Young, Old Enjoy County’s Citizen Police Academy 4.26.2006

By Nick Colin

CREST HAVEN – Stanley Lepak, 83, of Villas is mighty quick on the draw. He registered a kill and wounded another with a shot to the stomach.
Shooting at a computer-generated perpetrator in the firearm simulator room at the county Police Academy April 18, the affable senior again impressed everyone in the room.
“Here’s an active 83-year-old guy who’s attending class every Tuesday and making every body laugh, it was just great,” said Diane Sorantino, citizen’s coordinator as well as Cape May police chief.
Lepak, along with 18 classmates, had just graduated from the Citizen’s Police Academy, enjoying their final lesson in law enforcement.
According to Sorantino, the 11-week program was an enhanced reincarnate of the 2003 class, both offered at the county Police Academy, and the fifth overall.
“This class is more hands-on than the instructor-student type setting and it physically showed them what we, as law enforcement officers, do,” said Sorantino.
The class met every Tuesday and explored emergency management, crime scene investigation, traffic-related activities like assessing drunk drivers, S.W.A.T. team tactics, and other facets.
It was the crimes against children segment of the class, though, that perhaps left the deepest impression in the students’ minds.
“We conducted an on-line demonstration to show the class how child predators operate in chat rooms and Web sites like Myspace.com,” explained Sorantino.
It took the class about five minutes to find an on-line perpetrator posing as a child.
Sorantino had to terminate the demonstration when it became apparent that officers would have to take action.
“The conversation got very graphic, but it was a real eye opener for the class,” she said.
The class also became certified in cardiopulmonary resuscitation (CPR) and the automated external defibrillator (AED), after spending two and a half classes learning techniques.
Families and seniors made up most of the class.
The Kaczor family of Ocean View graduated four and the Melchiorre family of Court House graduated two, but is was Lepak who garnered the vibrant applause of all in attendance when he went to the front of the stadium-seating classroom to receive his certificate from Freeholder Vice Director Ralph E. Sheets.
“Can you believe that?” Lepak humbly asked.
Lepak, a former steel plant worker, said he enjoyed rubbing shoulders with the “big shots,” and had only one complaint.
“When I saw the ad in the paper, I thought I was going to get to ride with the officers in a squad car, but I guess for insurance reasons it couldn’t happen,” said Lepak.

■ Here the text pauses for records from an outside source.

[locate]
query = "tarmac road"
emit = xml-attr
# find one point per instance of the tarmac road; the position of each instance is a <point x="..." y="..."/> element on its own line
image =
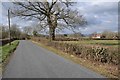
<point x="32" y="61"/>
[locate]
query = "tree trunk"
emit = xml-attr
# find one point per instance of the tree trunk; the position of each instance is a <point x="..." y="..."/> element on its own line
<point x="52" y="21"/>
<point x="52" y="33"/>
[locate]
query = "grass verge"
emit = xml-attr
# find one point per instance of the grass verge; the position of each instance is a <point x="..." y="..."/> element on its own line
<point x="5" y="53"/>
<point x="100" y="68"/>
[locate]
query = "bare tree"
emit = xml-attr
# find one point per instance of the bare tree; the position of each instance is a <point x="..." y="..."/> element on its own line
<point x="51" y="13"/>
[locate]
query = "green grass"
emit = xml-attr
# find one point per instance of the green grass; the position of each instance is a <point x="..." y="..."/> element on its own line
<point x="7" y="49"/>
<point x="100" y="68"/>
<point x="95" y="42"/>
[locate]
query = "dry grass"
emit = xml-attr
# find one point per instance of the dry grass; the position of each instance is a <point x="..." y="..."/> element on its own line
<point x="107" y="70"/>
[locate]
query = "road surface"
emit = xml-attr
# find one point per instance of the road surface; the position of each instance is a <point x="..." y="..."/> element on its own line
<point x="33" y="61"/>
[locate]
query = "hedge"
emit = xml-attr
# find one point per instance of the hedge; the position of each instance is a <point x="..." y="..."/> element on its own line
<point x="94" y="53"/>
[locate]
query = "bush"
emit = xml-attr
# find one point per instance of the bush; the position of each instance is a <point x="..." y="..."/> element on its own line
<point x="94" y="53"/>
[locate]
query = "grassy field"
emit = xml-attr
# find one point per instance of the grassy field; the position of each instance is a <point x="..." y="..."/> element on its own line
<point x="7" y="49"/>
<point x="95" y="42"/>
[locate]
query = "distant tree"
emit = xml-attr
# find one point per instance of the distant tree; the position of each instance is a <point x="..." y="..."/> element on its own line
<point x="35" y="33"/>
<point x="50" y="13"/>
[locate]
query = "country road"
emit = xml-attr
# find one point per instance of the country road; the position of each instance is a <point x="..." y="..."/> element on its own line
<point x="32" y="61"/>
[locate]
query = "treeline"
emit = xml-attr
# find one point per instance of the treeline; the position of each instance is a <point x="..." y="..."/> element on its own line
<point x="15" y="32"/>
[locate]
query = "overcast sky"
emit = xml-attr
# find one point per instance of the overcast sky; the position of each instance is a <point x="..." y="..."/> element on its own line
<point x="101" y="16"/>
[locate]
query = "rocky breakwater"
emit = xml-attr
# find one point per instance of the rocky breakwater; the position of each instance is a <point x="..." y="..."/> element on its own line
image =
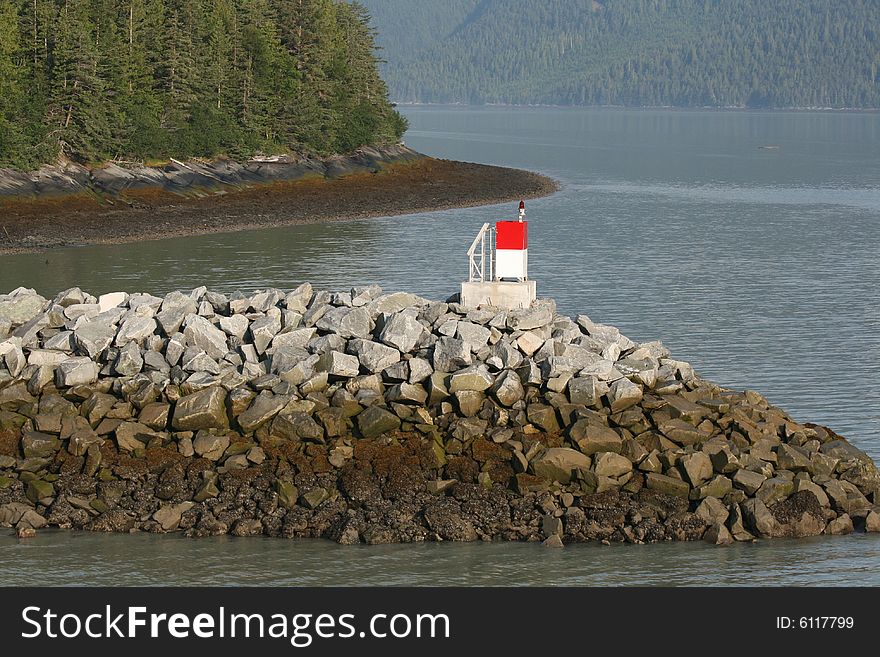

At 83, Lepak still takes care of his lawn, fixes up his house, “tinkers” around in the garage inventing things, and line dances at the senior center.
The next Citizen’s Police Academy course will be offered in the winter of 2007.
“The chiefs association is behind the program and feels that it is a really good thing,” said Sorantino.
“We had an age range of 14 to 83, which really goes to show that there is a broad interest in law enforcement and this seems like the venue for citizens to explore what we do,” she said.